Some people actually think kube-virt is a good idea. Nothing proves them wrong more than Firecracker.

After spending an evening playing with Amazon Firecracker it’s very obvious to me this is where the industry will move en force. MicroVMs provide so many advantages over containers for so many of the things containers are misused for today that it is inevitable. There will need to be some user-land polish and applications that use Firecracker to showcase what it can do enough to get companies to adopt it over (or in addition to Kubernetes) but for provisioning hardware I have never seen anything better in all my days in IT (and that’s not hyperbole).
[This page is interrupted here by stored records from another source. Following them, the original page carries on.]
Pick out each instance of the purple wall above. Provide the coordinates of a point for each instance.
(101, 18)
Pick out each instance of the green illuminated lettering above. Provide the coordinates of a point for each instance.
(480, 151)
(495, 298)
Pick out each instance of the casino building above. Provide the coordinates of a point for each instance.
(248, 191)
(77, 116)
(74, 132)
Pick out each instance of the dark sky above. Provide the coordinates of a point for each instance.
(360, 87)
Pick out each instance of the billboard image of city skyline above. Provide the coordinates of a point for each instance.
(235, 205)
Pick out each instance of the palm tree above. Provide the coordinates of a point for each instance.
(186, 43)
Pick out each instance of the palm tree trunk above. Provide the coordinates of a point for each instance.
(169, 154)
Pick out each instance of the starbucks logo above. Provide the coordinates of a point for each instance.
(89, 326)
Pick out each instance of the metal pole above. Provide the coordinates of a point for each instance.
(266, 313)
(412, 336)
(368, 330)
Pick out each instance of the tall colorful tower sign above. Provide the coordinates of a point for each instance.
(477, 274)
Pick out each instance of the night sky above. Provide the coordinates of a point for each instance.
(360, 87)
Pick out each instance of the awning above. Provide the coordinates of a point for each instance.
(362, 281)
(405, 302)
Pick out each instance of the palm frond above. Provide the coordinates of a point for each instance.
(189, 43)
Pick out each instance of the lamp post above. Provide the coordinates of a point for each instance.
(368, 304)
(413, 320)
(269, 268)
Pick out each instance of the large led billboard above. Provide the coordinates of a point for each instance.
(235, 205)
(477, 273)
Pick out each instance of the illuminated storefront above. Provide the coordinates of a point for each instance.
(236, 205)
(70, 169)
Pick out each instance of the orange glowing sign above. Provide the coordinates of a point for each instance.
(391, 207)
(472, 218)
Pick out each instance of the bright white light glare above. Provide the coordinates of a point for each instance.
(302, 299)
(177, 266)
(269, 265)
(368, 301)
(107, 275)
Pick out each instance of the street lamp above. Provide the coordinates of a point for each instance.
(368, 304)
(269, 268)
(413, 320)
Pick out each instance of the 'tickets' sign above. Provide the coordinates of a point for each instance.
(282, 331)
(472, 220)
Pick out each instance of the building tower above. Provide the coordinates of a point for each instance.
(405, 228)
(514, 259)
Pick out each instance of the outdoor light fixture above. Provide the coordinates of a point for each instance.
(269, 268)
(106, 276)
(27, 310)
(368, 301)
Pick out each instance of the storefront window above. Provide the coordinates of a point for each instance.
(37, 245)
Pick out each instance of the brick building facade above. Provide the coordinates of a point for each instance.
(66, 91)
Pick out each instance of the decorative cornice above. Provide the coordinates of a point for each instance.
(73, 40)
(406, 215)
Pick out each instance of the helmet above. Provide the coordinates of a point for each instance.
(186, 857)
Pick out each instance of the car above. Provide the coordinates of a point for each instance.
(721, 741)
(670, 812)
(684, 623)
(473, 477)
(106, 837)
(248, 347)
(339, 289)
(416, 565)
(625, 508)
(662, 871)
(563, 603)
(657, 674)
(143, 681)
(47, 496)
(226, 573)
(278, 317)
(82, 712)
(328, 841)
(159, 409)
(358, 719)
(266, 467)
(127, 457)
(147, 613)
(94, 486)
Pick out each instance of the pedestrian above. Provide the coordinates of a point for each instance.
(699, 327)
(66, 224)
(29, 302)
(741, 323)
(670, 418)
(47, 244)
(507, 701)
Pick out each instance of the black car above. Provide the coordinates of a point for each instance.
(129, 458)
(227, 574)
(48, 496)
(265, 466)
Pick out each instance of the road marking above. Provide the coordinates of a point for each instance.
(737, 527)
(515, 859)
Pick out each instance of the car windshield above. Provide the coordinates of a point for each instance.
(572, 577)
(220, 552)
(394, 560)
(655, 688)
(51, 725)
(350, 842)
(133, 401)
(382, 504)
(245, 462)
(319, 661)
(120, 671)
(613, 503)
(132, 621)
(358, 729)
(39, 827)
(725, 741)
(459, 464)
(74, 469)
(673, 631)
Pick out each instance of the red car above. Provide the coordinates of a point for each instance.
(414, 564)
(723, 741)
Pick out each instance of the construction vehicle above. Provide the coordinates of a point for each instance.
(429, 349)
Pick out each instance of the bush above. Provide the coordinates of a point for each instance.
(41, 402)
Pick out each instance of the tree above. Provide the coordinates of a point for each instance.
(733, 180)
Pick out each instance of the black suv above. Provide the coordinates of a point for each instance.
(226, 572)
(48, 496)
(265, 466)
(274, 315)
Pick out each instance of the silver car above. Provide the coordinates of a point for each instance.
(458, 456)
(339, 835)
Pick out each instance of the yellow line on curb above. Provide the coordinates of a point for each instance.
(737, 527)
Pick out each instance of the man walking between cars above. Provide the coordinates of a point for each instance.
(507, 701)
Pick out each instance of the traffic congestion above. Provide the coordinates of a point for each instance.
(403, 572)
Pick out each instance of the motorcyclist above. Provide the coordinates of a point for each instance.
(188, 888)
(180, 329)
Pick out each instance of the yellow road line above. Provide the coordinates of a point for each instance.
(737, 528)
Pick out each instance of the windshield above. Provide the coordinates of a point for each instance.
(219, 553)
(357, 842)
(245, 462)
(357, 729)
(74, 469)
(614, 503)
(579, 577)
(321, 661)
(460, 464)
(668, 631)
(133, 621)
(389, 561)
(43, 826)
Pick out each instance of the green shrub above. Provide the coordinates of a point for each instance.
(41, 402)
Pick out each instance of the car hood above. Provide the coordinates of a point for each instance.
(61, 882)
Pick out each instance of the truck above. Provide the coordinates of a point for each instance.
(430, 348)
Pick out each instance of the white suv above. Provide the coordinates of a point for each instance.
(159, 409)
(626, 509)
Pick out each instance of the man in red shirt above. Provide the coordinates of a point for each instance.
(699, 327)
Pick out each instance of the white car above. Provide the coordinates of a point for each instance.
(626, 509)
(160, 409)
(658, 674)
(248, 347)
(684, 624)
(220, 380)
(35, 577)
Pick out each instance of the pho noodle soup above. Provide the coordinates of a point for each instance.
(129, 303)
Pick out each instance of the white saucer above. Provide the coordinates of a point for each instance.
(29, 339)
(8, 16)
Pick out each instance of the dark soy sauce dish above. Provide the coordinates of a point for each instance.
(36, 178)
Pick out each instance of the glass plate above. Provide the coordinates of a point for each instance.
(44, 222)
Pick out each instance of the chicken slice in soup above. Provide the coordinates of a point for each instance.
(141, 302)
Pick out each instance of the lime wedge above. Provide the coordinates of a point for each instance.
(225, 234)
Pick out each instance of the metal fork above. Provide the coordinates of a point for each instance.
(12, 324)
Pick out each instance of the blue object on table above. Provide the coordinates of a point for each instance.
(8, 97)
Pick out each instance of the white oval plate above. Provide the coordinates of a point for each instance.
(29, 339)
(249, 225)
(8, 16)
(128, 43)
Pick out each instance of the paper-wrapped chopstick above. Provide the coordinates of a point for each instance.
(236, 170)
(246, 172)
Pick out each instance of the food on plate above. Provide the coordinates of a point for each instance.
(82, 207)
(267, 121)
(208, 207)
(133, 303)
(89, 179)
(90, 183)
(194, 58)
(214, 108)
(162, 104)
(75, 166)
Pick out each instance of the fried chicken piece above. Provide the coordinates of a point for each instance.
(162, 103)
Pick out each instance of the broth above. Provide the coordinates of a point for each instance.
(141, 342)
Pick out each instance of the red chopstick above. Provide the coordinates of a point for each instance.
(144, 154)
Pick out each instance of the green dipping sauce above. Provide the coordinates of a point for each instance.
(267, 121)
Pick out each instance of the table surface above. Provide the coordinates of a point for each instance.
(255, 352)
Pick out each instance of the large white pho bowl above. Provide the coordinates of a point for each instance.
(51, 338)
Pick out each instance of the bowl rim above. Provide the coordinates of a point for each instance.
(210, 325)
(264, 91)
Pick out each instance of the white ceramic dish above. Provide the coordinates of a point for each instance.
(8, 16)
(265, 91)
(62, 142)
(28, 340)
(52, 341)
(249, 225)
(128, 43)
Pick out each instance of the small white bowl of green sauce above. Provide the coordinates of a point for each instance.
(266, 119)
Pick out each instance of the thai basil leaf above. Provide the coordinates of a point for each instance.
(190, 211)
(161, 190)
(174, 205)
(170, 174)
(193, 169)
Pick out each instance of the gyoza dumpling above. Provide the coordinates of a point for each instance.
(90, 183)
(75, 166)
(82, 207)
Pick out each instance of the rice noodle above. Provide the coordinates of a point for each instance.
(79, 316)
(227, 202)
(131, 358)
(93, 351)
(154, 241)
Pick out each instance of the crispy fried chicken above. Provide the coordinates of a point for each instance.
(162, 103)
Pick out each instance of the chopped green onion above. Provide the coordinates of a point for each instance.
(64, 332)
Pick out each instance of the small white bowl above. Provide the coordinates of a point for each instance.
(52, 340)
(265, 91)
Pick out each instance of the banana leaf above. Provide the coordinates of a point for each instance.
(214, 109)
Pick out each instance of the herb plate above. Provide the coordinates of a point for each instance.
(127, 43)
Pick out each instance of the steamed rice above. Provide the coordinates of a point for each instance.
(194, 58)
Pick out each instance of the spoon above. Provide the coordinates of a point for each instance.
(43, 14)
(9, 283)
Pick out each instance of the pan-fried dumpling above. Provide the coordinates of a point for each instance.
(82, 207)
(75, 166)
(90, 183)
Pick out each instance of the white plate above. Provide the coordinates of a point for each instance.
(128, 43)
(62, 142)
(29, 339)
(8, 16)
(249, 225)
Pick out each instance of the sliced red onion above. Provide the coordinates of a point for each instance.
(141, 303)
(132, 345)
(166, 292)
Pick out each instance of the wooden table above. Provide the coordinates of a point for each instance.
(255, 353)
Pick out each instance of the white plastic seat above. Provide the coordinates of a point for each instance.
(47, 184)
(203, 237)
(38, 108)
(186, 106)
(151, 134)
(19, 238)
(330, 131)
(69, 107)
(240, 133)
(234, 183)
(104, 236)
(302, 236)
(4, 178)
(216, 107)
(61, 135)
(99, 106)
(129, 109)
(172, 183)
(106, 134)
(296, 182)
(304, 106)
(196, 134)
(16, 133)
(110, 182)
Making a REST API call or two and everything needed for newly provisioned and initially configured virtual servers is all that is needed. Who cares how the API call is made. That’s the beauty of it. Firecracker applies the UNIX philosophy of modularity and one-thing-well-and-integrate with absolute beauty. It’s just a matter of time before everything calls into the Firecracker API for all virtual machine provisioning, period.

Firecracker project is non-language specific

One of the most encouraging parts of the Firecracker project is seeing how the project uses the right tool for the job. Rather than being Go versus Rust they use each language for its strengths. The main MicroVM engine (firecracker) is in Rust, the obvious choice. The main controller application (firectl) and API integration layer is in Go. This coordination and lack of language bigotry is a breath of fresh air in a hyperbolic, uninformed world of lesser engineers fighting over “best” languages. It makes me want to donate all my time and money to the project all by itself. I’ve actually toyed with the idea of locating a job using Firecracker someplace. But we’ll see.